If that was not the case then there would be a large incentive for these companies to keep their enhancements proprietary so as to gain a competitive edge on the others, which would result in the companies only submitting enhancements which they felt would give them no competive benefits if kept to themselves, thus hampering the overall progress of the project.
The reason the Linux devs doesn't make it easy to keep proprietary out of tree drivers is because they want to enforce the creation of open source in-tree drivers.
This has in turn had a great impact on the availability of open source drivers as many companies find it's much easier to simply submit either a open driver or the necessary specs to make one instead of maintaining their own out-of-tree proprietary driver.
This also benefits other systems than Linux as these open source drivers are often dual-licenced and in the case they are not it's much easier to reverse-engineer from full driver source code than it is from black box hardware.

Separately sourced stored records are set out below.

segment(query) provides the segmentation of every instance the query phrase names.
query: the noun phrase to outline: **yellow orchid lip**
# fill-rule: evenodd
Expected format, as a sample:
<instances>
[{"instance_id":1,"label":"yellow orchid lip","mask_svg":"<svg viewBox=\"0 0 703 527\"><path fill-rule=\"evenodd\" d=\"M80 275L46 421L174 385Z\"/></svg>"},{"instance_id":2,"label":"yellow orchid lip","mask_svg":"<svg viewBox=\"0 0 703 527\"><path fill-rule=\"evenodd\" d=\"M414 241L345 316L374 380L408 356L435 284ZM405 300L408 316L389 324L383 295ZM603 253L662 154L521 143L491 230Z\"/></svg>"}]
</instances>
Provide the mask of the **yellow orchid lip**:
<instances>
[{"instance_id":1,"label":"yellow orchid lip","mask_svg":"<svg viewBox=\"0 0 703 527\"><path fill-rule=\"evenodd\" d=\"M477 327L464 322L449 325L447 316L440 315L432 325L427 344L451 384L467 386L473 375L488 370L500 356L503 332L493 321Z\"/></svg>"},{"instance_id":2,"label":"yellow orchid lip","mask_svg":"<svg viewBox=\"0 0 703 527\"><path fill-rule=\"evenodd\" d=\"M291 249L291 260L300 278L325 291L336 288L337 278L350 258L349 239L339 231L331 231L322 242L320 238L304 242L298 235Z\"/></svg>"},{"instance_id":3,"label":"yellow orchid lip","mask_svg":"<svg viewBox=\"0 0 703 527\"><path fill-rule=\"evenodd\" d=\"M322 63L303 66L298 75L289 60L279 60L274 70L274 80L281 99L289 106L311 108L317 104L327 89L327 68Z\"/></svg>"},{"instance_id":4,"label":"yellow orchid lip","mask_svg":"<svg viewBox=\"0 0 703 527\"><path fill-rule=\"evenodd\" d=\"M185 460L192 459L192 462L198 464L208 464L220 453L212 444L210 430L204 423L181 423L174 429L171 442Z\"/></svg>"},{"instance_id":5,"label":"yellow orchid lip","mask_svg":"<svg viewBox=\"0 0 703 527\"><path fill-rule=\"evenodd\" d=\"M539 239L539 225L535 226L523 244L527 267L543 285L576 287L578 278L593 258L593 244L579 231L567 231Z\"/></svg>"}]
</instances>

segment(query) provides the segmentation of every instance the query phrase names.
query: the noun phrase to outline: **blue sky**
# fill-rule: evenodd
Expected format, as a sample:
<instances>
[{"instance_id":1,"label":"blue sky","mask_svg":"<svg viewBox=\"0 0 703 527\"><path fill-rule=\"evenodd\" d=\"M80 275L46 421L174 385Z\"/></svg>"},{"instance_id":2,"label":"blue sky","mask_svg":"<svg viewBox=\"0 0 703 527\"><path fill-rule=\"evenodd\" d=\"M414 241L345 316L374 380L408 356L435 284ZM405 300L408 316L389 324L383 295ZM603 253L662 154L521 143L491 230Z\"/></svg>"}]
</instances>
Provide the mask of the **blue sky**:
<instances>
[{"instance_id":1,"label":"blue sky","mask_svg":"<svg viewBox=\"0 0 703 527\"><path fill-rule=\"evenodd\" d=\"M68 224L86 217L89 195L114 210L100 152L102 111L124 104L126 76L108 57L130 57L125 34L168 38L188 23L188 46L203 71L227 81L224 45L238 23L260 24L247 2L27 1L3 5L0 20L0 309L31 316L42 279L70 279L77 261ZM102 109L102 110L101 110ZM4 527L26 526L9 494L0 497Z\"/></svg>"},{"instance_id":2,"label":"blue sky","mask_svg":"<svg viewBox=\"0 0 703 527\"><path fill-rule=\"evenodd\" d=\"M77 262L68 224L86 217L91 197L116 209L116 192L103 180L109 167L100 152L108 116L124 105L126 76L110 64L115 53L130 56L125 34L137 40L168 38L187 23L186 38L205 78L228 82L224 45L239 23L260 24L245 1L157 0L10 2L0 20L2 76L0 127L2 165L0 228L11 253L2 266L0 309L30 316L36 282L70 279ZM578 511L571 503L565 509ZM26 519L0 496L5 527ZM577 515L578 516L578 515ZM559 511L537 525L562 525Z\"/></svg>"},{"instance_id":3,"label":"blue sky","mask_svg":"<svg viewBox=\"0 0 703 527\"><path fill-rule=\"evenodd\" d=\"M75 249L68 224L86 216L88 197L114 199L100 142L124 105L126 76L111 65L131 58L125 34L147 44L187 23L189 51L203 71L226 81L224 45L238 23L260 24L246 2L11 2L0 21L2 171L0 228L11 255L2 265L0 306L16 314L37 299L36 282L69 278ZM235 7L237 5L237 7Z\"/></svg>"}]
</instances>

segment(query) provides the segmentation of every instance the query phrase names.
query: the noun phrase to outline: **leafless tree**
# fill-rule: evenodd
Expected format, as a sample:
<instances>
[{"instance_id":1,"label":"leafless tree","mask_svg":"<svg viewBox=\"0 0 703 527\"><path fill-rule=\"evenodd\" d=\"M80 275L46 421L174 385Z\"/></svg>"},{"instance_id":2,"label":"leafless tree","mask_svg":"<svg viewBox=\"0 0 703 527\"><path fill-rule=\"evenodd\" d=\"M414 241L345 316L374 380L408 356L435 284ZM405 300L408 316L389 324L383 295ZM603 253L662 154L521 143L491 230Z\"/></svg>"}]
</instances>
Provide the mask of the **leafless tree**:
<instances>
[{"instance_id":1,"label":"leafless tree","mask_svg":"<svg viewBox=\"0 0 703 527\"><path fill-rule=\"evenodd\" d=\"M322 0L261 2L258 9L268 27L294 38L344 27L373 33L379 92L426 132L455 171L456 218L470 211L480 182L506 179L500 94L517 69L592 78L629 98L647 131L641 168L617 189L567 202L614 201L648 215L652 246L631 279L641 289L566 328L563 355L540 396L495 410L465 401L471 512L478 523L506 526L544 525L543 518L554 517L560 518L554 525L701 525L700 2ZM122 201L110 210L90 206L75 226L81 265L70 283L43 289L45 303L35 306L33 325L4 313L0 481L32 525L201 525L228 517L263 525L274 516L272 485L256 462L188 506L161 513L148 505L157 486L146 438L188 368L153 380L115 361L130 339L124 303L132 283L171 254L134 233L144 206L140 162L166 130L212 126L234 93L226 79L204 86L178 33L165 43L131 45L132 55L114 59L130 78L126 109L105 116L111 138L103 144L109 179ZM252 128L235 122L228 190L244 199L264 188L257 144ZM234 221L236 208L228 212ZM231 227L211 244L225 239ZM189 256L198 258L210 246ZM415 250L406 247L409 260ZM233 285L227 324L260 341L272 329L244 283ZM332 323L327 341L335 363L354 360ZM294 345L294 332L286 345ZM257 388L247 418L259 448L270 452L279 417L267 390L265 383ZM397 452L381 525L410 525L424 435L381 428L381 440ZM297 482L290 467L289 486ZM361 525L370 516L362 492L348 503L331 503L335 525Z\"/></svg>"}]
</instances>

Looking past the driver interface, if the 'proprietary Linux' did things better and the 'open Linux' wanted those enhancements they would then have to duplicate those efforts, how can you see this as an improvement on what we have now, where thanks to the GPL these enhancements directly make their way into the project without any need for duplicated effort?
There's really no competition when one of the participants can take anything the other does and not have to give anything back themselves.
FreeBSD has turned out to be so much better as a desktop system since Apple decided to use it as part of their OSX?